The work to make PyTorch compatible on multiple backends shows the value of OpenAI’s Triton and the importance the PyTorch team puts on making things easier for developers, a theme that continues to distinguish PyTorch from other frameworks.

For example, Desmaison explained Triton is the piece that brings a specifically written Python function into a GPU kernel. It enables developers to take their Python code and use it on another backend. It’s still in the early days, but it is there. For instance, a developer may move the code to an AMD GPU as an example. The engineer can generate something for Triton and extend it to different backends.

“Our goal is for the user to swap that device object from CPU to CUDA, and that’s it,” Desmaison said. “They don’t need to know about these horrible things we do in the backend to decide which one to use and how we are making choices for the different compilers.”

What’s Ahead

PyTorch took eight years to get to a place of dominance. But how long can the community keep up the pace? Does the community just keep growing on a broad basis?

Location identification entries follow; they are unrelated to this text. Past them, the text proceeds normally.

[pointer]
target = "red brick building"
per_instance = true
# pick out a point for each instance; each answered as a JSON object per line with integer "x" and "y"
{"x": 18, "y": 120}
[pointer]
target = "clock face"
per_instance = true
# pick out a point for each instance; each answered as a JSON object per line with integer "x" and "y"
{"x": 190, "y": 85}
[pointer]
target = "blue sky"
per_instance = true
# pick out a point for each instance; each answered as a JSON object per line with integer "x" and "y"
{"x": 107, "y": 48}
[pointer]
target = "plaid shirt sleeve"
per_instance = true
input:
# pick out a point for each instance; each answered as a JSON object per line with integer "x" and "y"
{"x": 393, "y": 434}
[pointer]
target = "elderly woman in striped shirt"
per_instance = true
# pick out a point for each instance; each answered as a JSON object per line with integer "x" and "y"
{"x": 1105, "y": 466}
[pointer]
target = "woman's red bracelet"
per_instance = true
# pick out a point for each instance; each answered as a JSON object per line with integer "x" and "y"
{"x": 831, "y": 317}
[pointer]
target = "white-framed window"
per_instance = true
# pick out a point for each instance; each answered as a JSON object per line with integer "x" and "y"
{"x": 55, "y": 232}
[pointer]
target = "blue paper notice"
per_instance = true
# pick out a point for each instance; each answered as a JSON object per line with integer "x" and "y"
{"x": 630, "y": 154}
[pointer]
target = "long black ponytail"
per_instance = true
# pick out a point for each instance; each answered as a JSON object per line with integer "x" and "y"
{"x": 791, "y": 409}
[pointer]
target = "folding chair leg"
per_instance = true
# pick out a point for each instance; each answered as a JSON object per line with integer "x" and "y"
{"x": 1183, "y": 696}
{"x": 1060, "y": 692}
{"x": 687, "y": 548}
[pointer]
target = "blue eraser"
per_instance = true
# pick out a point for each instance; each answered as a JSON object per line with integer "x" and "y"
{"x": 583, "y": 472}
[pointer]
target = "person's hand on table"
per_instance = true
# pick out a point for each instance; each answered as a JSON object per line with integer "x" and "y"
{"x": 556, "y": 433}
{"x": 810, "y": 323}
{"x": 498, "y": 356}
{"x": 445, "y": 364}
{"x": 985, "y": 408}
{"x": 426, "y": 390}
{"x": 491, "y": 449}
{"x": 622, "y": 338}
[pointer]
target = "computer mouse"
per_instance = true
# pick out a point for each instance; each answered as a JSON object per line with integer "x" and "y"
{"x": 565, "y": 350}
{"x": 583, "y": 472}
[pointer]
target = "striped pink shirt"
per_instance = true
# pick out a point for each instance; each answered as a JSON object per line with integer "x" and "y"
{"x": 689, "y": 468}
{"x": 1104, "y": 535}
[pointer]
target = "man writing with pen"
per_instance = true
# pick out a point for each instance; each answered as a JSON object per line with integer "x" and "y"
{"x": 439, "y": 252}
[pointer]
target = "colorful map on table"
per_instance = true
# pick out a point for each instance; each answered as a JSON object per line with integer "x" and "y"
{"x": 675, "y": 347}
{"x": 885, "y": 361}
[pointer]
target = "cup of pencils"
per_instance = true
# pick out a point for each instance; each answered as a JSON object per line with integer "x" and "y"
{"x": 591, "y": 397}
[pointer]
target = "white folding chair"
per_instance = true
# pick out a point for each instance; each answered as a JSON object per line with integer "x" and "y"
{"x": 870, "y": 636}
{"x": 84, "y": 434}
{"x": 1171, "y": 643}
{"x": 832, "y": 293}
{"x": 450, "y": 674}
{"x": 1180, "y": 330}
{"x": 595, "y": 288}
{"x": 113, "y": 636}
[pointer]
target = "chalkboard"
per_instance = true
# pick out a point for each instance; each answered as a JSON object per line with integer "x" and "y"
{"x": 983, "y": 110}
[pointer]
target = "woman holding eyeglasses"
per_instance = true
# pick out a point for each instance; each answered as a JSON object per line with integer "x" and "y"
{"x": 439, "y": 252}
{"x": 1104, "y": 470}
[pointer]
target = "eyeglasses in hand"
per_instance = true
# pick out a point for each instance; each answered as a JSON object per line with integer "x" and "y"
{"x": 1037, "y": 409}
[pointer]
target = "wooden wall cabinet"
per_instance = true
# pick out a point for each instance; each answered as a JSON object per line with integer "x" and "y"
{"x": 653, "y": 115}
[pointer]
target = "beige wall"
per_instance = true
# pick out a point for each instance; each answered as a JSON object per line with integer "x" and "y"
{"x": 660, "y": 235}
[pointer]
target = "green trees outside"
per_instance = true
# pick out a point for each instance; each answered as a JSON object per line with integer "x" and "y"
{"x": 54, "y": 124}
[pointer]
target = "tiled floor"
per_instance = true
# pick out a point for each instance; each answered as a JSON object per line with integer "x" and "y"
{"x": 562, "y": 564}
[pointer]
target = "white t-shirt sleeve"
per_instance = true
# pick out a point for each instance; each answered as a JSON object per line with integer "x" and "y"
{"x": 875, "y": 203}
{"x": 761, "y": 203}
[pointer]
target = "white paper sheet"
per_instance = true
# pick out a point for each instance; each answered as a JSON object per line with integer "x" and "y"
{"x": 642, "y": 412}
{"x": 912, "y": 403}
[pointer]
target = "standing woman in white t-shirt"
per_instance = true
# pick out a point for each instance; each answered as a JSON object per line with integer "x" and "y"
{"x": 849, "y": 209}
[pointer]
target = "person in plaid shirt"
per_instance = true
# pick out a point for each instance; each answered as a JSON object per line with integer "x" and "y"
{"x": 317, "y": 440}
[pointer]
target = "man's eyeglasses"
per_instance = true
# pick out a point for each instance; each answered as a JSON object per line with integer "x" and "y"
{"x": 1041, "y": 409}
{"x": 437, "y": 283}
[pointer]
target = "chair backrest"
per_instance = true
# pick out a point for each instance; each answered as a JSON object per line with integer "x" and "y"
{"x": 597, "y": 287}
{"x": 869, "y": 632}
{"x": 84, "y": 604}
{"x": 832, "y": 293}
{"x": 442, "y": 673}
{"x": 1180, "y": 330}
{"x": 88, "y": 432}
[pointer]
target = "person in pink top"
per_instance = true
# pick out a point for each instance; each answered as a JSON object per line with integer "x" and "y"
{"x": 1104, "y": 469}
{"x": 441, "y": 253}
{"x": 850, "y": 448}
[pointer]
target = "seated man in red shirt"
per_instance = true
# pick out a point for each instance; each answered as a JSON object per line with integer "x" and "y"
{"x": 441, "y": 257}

These are the questions that will need answering in the years to come. More specialized frameworks are bound to emerge.

A lot depends on how broad an approach the community takes. PyTorch supports a lot of applications. But what happens if more specialized frameworks emerge? What direction will the PyTorch community take?

PyTorch will be challenged by frameworks that do less and may be more optimized for certain things, Antiga said. But since PyTorch’s design allows it to adapt, as exemplified with its compiler approach, there’s a lot of room for it to evolve to satisfy more specialized workloads, he concluded.